You can use whatever you want to provide surface area for the flies just as any other media.

Everyone should have their SuperFly that ordered early last week, and be making media by now 

Cheers, Allen


----------



## Boondoggle

Allen Repashy said:


> You can use whatever you want to provide surface area for the flies just as any other media.
> 
> Everyone should have their SuperFly that ordered early last week, and be making media by now
> 
> Cheers, Allen


I made 6 cultures today, 4 of them SuperFly, 2 my old standard. I'm keeping track of my actions/observation in a journal which I will post in a month or so after they have run their course. Thanks again, Allen.


----------



## Tony

Made my test cultures today. 2/3 of a cup was not nearly enough water to fully hydrate the mix, but after adding more and mixing it up all seems to be well.


----------



## Allen Repashy

Thanks Tony,

This is good feedback. How did it mix for the others who followed the instructions? It is difficult to come with exact instructions by volume and not weight, but I think it needs to be easy and this is a pretty close measurement. I am sure you all have noticed that the mix absorbs more water than other medias. 

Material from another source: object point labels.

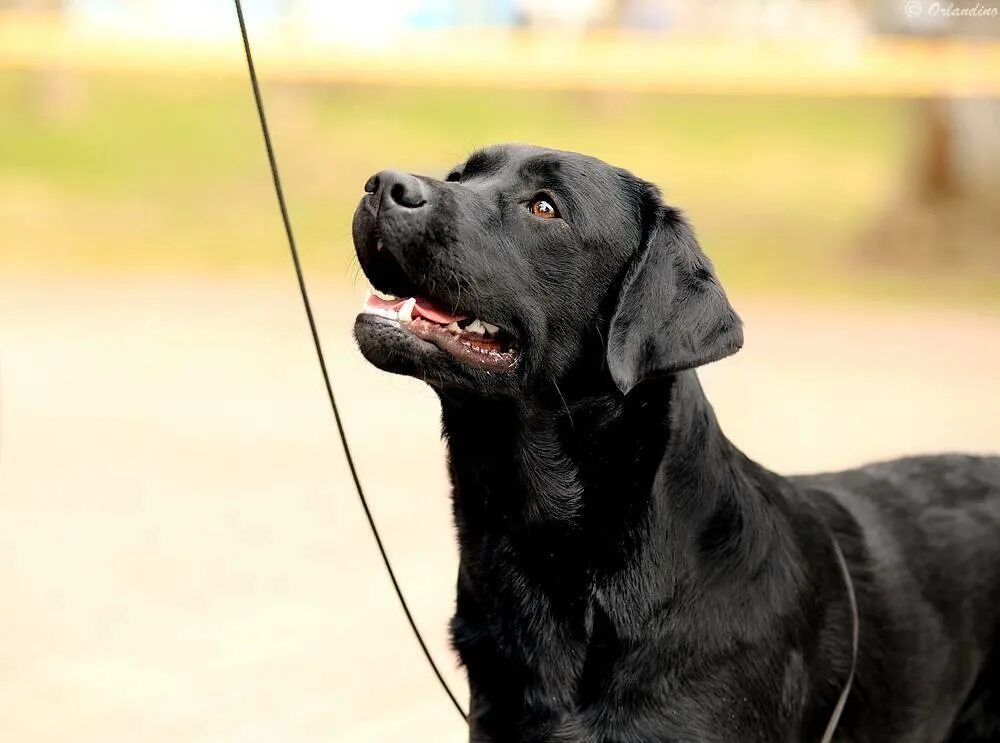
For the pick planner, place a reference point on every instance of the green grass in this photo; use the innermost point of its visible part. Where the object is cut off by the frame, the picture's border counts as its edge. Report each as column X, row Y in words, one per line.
column 167, row 174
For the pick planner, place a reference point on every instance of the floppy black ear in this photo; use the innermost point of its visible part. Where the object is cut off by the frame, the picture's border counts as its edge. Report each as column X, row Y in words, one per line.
column 672, row 313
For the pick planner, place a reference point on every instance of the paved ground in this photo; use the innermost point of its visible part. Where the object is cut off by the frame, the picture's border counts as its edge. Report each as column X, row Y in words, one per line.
column 181, row 558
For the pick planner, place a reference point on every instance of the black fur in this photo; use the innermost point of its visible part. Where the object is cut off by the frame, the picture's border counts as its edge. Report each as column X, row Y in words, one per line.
column 626, row 573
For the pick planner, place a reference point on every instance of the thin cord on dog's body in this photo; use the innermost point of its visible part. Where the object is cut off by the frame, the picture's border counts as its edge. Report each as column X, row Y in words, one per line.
column 322, row 361
column 279, row 193
column 838, row 710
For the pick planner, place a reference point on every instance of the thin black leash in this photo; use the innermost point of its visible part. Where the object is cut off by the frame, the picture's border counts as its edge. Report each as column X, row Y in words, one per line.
column 279, row 192
column 322, row 361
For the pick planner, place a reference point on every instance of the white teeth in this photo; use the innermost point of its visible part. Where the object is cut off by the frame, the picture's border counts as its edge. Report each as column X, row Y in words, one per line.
column 406, row 311
column 380, row 312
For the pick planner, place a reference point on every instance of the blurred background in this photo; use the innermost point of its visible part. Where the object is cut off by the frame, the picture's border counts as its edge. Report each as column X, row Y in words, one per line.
column 181, row 555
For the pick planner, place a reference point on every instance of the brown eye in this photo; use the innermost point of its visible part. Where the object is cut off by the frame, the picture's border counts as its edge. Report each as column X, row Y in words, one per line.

If everyone is in consensus that it needs a little more than 2/3 cup of water to balance out 1/4 cup of media, I can adjust by adding a bit more brewers yeast, which doesn't absorb water. This would also add a little more protein, which like I said before, I keep going back and forth on by a percentage point. So for those of you out there who have mixed it up, how did you find the ratio to work for you? Did you need to add more water? Tony, did you use measuring spoons, or a cup?

Allen


----------



## Tony

I used 1/4 cup and 1/3 cup spoons.


----------



## Azurel

Allen Repashy said:


> Thanks Tony,
> 
> This is good feedback. How did it mix for the others who followed the instructions? It is difficult to come with exact instructions by volume and not weight, but I think it needs to be easy and this is a pretty close measurement. I am sure you all have noticed that the mix absorbs more water than other medias.
> 
> If everyone is in consensus that it needs a little more than 2/3 cup of water to balance out 1/4 cup of media, I can adjust by adding a bit more brewers yeast, which doesn't absorb water. This would also add a little more protein, which like I said before, I keep going back and forth on by a percentage point. So for those of you out there who have mixed it up, how did you find the ratio to work for you? Did you need to add more water? Tony, did you use measuring spoons, or a cup?
> 
> Allen


I used a measuring spoon, the first batch I made the 2/3 was enough, but the second one I had to add a bit more water. I am not sure but it could have been in my case the first one, the water was hotter then the second. I am going to make 3 more tomorrow and will do it exactly the same and see what happends. If I have to add more water this time I will measure how much more this way I can have some numbers to report back to you.


----------



## frogparty

I added the exact amount as per instructions on the bag. Full absorption takes a long time, but it ended up being enough for me, using boiling water

I think next time Ill put 1/8 cup media in jar, then 1/3 cup h2o, then another 1/8cup media, then another 1/3 cup h2o and see if the mixing doesnt become easier


----------



## fleshfrombone

I've noticed the same. I poured 1/3 cup of medium in a deli cup, added 2/3 cup of boiling water, attempted to stir, boy the stuff expands end gets thick quick.


----------



## NathanB

Did the 1st part of this ever get reposted?


----------



## Allen Repashy

fleshfrombone said:


> I've noticed the same. I poured 1/3 cup of medium in a deli cup, added 2/3 cup of boiling water, attempted to stir, boy the stuff expands end gets thick quick.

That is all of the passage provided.